|Climate change talks do often require the negotiators to adopt convoluted if not tortuous positions. It appears apt, therefore, that India’s latest contribution to the exercise is — yoga.
The India pavilion at the CoP23 climate summit in Bonn is hosting a programme, ” yoga every evening from 5 to 6 “, to promote New Delhi’s views about a ” sustainable lifestyle” being key to the battle against global warming.
Ironically, the World Meteorological Organisation said on Monday that India was quickly becoming one of the hottest countries in the world, and was home to most of the planet’s hottest towns.
A senior official announced the yoga programme in the presence of the Union minister for environment, forests and climate change, Harsh Vardhan, during a meeting at India pavilion.
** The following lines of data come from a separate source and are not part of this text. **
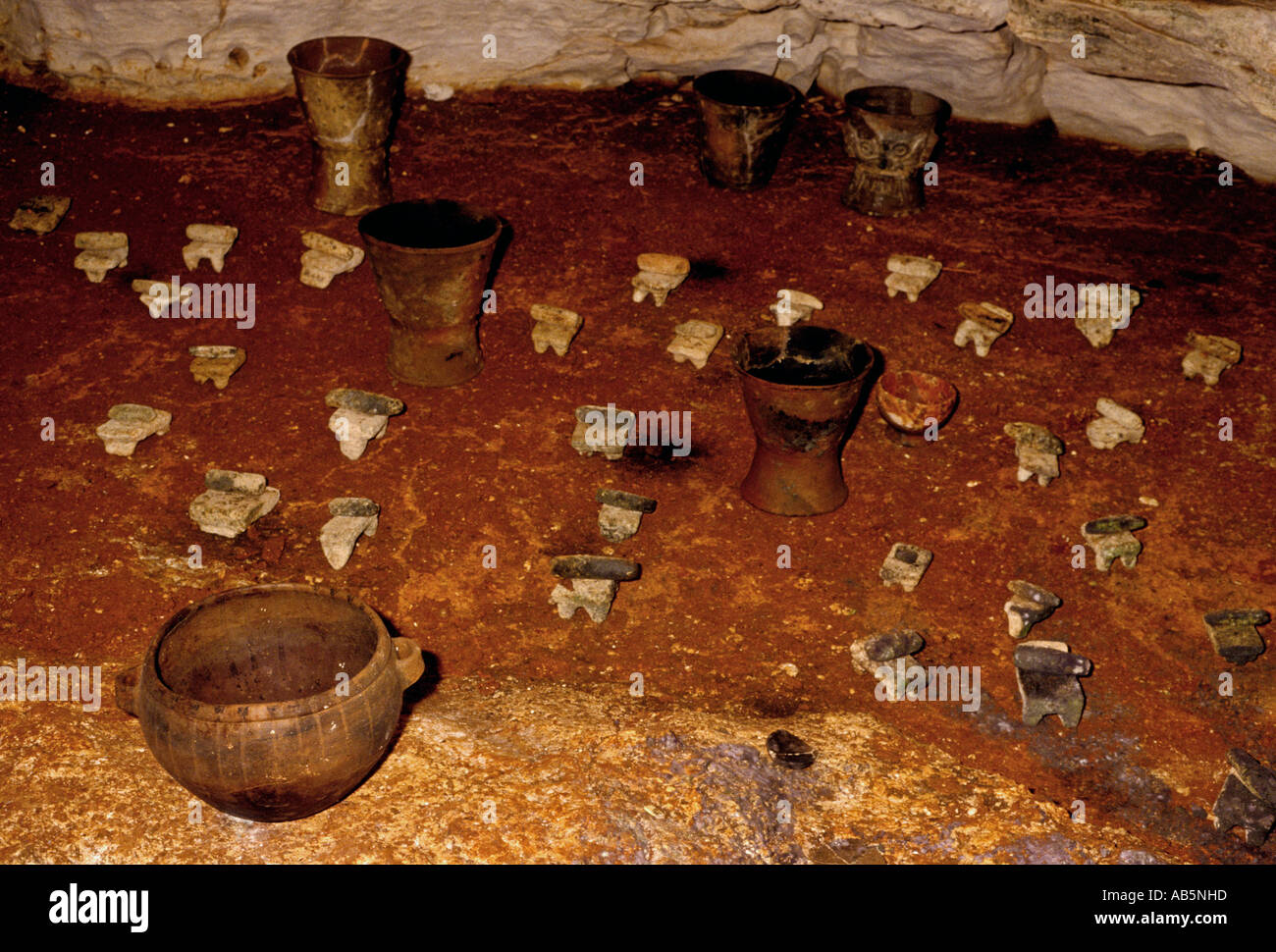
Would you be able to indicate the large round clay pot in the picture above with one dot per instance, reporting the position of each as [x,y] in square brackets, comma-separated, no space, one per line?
[432,260]
[349,90]
[271,702]
[744,122]
[802,388]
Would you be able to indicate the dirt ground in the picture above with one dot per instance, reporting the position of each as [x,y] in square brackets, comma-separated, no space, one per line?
[94,548]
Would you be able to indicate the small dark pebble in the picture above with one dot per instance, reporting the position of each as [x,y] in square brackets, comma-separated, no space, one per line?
[1030,658]
[892,645]
[625,501]
[364,402]
[1238,616]
[1111,525]
[1257,778]
[596,566]
[790,751]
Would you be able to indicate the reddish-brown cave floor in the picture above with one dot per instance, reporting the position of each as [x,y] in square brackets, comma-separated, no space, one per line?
[96,547]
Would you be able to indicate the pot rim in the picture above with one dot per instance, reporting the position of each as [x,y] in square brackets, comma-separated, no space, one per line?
[471,209]
[152,683]
[884,87]
[399,58]
[762,79]
[802,387]
[889,378]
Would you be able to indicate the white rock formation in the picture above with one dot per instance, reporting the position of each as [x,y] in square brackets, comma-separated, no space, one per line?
[1155,73]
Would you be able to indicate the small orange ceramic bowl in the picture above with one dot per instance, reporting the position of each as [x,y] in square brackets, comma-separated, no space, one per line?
[907,399]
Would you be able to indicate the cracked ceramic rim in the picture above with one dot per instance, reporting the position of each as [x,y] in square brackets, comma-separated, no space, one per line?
[399,56]
[383,655]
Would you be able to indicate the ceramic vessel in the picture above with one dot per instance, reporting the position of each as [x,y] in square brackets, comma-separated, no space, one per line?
[802,390]
[744,123]
[432,260]
[889,132]
[271,702]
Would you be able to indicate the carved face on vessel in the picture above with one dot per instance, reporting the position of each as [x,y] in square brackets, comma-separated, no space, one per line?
[885,145]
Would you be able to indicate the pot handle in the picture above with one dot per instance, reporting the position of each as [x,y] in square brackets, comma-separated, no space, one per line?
[407,660]
[127,689]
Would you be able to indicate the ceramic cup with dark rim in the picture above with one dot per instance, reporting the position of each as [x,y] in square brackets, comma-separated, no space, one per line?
[744,122]
[432,259]
[803,386]
[271,702]
[889,132]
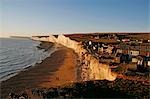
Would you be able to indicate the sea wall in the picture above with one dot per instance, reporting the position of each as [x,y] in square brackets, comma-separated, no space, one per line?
[90,67]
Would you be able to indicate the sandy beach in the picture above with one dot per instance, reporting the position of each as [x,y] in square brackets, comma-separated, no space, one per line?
[55,70]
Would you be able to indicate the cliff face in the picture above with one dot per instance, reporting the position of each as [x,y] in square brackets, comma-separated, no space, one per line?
[90,67]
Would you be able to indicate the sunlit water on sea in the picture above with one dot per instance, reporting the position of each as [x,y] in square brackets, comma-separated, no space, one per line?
[17,54]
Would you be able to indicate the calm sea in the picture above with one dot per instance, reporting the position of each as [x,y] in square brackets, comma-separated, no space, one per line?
[17,54]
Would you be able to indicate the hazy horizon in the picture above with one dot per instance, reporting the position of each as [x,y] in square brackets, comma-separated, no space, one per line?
[37,17]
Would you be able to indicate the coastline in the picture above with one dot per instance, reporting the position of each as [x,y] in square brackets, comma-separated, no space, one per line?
[53,71]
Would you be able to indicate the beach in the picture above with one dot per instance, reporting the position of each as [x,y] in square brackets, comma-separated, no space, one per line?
[58,69]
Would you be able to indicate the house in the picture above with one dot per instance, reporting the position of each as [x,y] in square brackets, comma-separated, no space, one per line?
[134,53]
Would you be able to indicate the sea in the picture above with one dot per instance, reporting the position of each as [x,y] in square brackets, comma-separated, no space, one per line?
[17,54]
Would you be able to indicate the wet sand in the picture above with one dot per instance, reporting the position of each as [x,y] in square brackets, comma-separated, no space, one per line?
[55,70]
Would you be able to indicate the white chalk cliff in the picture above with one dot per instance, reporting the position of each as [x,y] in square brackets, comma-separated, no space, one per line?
[94,70]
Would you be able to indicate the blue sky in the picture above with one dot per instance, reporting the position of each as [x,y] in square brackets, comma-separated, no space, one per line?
[32,17]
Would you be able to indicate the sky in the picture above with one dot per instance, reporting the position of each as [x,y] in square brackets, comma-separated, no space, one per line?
[42,17]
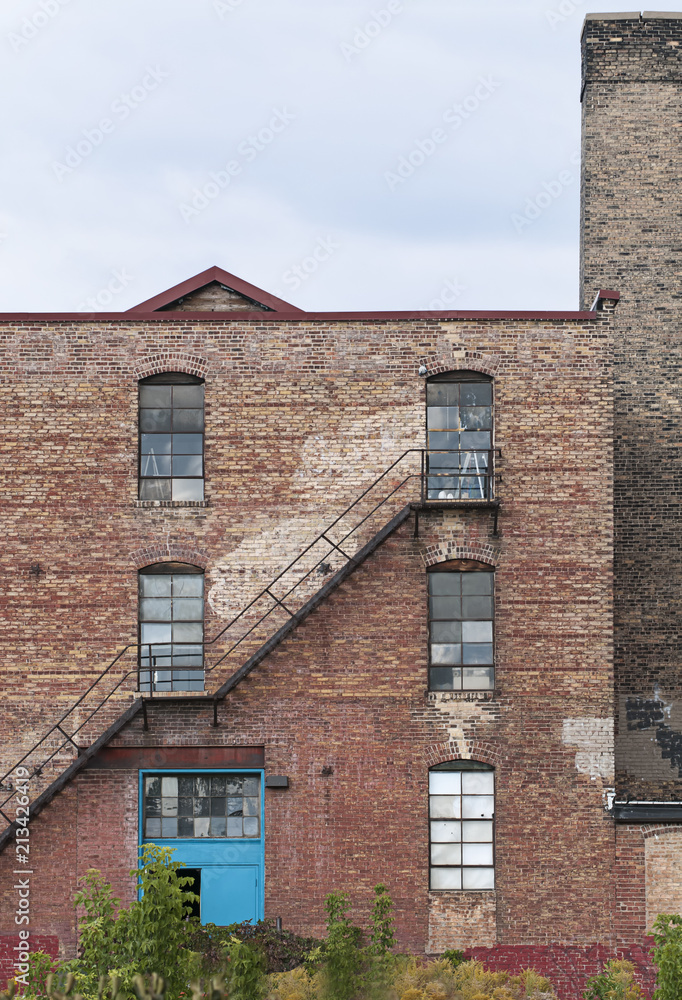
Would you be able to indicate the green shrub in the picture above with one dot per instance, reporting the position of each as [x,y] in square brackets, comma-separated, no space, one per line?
[282,950]
[151,934]
[615,982]
[341,950]
[667,932]
[453,956]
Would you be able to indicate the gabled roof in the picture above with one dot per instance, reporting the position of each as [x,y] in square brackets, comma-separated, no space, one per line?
[248,292]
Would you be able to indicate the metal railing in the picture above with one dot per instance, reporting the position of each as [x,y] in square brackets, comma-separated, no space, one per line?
[437,482]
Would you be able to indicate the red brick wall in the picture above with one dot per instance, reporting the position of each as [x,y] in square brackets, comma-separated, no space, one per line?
[299,418]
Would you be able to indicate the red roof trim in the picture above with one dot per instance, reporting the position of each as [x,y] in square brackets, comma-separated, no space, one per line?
[205,278]
[239,316]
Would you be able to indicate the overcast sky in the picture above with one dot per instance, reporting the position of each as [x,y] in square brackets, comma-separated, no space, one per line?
[343,155]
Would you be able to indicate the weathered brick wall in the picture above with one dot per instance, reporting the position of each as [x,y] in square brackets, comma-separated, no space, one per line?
[631,242]
[663,848]
[346,691]
[300,417]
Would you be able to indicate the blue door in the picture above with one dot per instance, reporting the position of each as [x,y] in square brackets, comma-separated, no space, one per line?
[229,894]
[212,821]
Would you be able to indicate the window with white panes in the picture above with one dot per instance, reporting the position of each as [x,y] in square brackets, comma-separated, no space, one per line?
[461,619]
[461,821]
[171,422]
[201,805]
[171,636]
[459,428]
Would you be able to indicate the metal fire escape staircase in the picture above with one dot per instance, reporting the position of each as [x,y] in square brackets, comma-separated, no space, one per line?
[98,714]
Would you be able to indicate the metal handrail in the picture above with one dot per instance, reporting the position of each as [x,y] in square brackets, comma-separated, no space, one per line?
[422,475]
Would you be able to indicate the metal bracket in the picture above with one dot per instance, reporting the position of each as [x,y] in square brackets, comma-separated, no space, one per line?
[277,601]
[329,542]
[73,742]
[495,531]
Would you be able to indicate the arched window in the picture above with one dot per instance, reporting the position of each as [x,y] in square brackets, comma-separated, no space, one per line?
[461,619]
[459,426]
[171,621]
[171,427]
[461,817]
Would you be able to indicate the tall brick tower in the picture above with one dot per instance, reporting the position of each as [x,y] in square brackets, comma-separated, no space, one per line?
[632,241]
” Yahan nahin to kahan karunga ( If not here, where should we do it)?” the minister said to a question from The Telegraph as the summit, being organised by Fiji with Germany’s support in Bonn, got under way.
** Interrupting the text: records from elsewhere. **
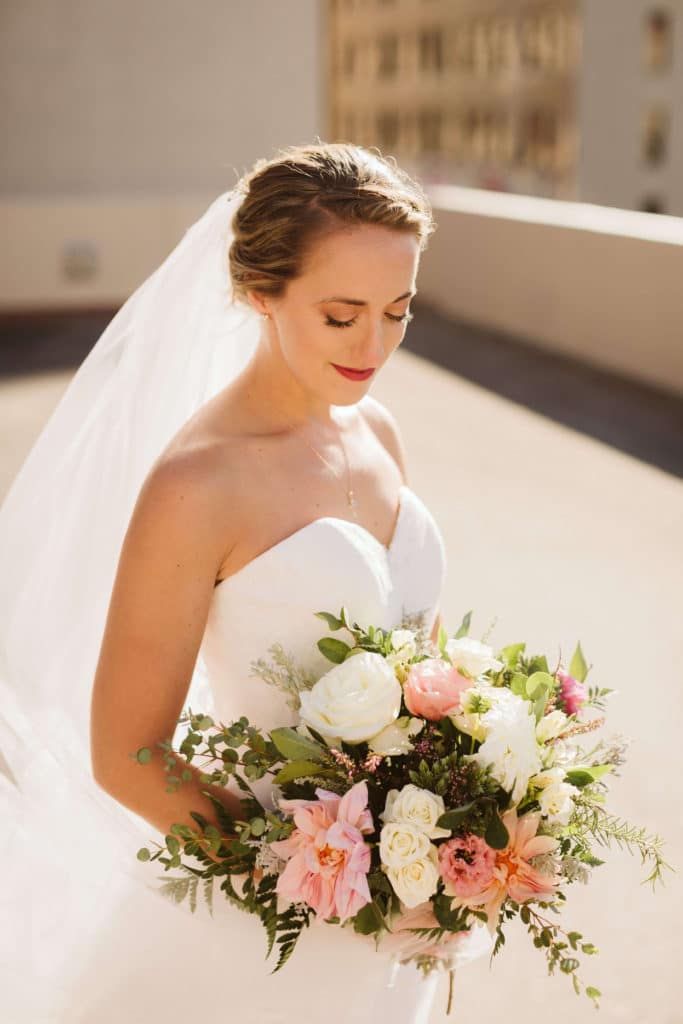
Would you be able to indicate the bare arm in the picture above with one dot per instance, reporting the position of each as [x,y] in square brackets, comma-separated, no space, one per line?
[157,614]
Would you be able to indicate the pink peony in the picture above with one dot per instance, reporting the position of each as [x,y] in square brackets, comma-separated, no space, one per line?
[466,864]
[433,687]
[328,858]
[573,692]
[513,875]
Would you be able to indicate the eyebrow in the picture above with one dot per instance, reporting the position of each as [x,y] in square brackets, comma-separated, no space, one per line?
[361,302]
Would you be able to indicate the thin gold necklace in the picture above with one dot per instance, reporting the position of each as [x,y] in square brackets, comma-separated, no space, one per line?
[350,498]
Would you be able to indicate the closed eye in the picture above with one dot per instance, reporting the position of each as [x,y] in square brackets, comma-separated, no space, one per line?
[404,318]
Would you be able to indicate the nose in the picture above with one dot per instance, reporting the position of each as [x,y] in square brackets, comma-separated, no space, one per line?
[372,352]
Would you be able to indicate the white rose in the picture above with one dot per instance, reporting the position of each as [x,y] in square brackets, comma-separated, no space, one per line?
[550,725]
[472,655]
[418,807]
[403,640]
[557,803]
[401,843]
[395,737]
[415,883]
[556,796]
[510,748]
[563,753]
[404,646]
[354,699]
[471,725]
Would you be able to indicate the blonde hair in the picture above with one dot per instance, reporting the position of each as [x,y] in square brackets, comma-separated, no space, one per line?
[307,192]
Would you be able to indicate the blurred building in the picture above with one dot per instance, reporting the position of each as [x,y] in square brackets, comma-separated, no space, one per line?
[578,99]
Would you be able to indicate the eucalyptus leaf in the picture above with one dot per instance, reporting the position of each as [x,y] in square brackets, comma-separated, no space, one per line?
[497,836]
[578,667]
[455,817]
[585,774]
[335,650]
[332,621]
[537,683]
[369,919]
[295,769]
[510,653]
[464,627]
[295,747]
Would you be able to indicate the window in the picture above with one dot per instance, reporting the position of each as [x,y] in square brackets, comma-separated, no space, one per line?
[387,52]
[654,135]
[658,31]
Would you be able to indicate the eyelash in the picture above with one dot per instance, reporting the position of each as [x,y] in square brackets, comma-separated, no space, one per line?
[406,318]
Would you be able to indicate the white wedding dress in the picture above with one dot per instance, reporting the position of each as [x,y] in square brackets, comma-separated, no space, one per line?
[146,960]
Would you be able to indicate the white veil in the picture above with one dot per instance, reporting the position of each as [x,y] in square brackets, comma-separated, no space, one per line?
[66,847]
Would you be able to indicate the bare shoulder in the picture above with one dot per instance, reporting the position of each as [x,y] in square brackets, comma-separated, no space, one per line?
[185,498]
[385,425]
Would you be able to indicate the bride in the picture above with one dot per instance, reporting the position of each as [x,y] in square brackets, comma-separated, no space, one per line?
[216,472]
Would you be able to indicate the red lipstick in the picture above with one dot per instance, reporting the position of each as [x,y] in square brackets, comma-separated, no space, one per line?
[354,375]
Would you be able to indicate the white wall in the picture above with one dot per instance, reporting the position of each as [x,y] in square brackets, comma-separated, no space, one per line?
[602,285]
[157,97]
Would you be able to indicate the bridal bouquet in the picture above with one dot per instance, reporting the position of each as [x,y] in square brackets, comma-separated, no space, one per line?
[426,786]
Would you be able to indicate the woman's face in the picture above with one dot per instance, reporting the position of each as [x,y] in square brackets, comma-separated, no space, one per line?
[349,307]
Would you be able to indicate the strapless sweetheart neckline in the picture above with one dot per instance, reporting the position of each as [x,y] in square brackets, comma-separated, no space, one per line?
[337,521]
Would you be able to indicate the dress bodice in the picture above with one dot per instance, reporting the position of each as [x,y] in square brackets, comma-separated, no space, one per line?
[264,612]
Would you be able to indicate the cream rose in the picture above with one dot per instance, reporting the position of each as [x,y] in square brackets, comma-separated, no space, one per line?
[400,843]
[472,655]
[418,807]
[550,725]
[353,700]
[416,882]
[555,796]
[403,646]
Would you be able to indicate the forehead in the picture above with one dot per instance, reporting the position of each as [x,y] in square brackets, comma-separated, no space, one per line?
[360,261]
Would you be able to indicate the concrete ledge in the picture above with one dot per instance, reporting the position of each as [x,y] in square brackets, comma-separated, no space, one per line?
[596,283]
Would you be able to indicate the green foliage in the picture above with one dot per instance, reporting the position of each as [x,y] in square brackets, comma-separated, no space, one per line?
[294,747]
[335,650]
[369,919]
[464,628]
[605,827]
[284,673]
[578,666]
[296,769]
[582,775]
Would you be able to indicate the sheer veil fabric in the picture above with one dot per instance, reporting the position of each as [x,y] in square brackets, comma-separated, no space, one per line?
[63,843]
[73,892]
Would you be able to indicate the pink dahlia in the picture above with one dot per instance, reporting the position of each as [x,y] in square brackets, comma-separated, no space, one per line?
[328,858]
[466,864]
[433,688]
[573,692]
[512,875]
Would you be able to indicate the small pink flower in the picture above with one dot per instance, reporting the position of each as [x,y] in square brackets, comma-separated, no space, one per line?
[328,858]
[433,687]
[466,864]
[573,692]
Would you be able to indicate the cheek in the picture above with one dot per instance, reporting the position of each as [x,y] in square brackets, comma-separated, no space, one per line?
[307,346]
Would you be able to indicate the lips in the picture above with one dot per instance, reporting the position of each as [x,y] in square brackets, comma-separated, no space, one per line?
[354,375]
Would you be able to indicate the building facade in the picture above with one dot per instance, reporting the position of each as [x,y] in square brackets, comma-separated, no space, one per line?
[514,95]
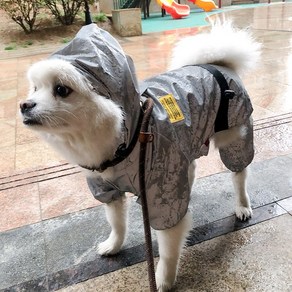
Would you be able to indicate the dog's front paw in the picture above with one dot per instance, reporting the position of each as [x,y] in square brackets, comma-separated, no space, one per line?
[165,278]
[109,247]
[243,213]
[163,286]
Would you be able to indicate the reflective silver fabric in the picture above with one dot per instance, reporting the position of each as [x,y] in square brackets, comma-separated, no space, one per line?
[176,143]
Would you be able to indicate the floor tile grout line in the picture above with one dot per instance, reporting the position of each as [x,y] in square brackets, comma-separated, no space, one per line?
[38,175]
[35,170]
[38,181]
Harsh Vardhan added that the yoga sessions would be open to all, including the negotiators.
” It’s another example of soft saffronisation,” alleged an Indian climate expert in Bonn.
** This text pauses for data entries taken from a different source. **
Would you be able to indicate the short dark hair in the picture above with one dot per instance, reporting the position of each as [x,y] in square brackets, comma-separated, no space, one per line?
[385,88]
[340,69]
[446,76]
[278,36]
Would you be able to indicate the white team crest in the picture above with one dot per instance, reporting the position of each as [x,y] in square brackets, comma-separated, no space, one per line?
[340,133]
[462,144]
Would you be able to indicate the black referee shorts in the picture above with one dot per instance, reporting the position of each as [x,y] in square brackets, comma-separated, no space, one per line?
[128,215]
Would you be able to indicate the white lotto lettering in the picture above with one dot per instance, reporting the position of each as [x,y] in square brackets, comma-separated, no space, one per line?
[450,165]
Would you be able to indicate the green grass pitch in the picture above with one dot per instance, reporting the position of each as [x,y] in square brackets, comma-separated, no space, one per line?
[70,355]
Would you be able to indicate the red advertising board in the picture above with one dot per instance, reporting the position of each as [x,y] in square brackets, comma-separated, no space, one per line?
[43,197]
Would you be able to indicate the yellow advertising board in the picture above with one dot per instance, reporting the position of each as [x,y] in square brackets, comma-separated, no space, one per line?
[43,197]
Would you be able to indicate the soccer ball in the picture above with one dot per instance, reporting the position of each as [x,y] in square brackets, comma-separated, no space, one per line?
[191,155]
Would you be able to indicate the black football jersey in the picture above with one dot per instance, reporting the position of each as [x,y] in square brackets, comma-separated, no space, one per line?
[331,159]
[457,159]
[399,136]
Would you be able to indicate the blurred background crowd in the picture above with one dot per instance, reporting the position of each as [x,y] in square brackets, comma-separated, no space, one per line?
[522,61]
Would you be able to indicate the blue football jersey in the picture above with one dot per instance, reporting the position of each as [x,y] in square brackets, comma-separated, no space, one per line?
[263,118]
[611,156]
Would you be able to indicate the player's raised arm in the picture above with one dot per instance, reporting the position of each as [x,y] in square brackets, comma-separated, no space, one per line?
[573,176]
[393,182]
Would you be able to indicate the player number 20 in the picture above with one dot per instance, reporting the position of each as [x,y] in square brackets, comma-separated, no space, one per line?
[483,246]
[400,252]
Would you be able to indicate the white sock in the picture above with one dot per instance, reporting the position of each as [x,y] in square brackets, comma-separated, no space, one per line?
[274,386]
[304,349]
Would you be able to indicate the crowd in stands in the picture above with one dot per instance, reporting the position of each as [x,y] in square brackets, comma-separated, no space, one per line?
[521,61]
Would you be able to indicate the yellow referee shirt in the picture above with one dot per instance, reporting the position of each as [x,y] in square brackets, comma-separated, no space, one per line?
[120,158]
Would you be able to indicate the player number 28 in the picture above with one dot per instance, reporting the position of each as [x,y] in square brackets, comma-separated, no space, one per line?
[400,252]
But government officials argued that apart from showcasing an Indian lifestyle before the world, these sessions would also help build concentration.
” Fine, but they have scheduled the yoga sessions for evenings, which will be the peak time for negotiations,” a non- government climate expert tut- tutted.
During the Paris summit of 2015, India had pushed ideas like ” lifestyle change” and ” sustainable livelihoods” in countering climate change but these found merely cursory mention in the introductory part of the Paris Agreement.
Prakash Javadekar, then environment minister, accepted that India had expected more emphasis on these issues, highlighted repeatedly by Prime Minister Narendra Modi.
Harsh Vardhan gave what officials described as a very ” successful” presentation of India’s climate change efforts on Monday.
” Although India’s per capita emissions are only onethird of the global average, and its contribution to the global stock of carbon dioxide is less than 3 per cent, it has still moved ahead with implementation of path- breaking initiatives,” the minister said in a written statement.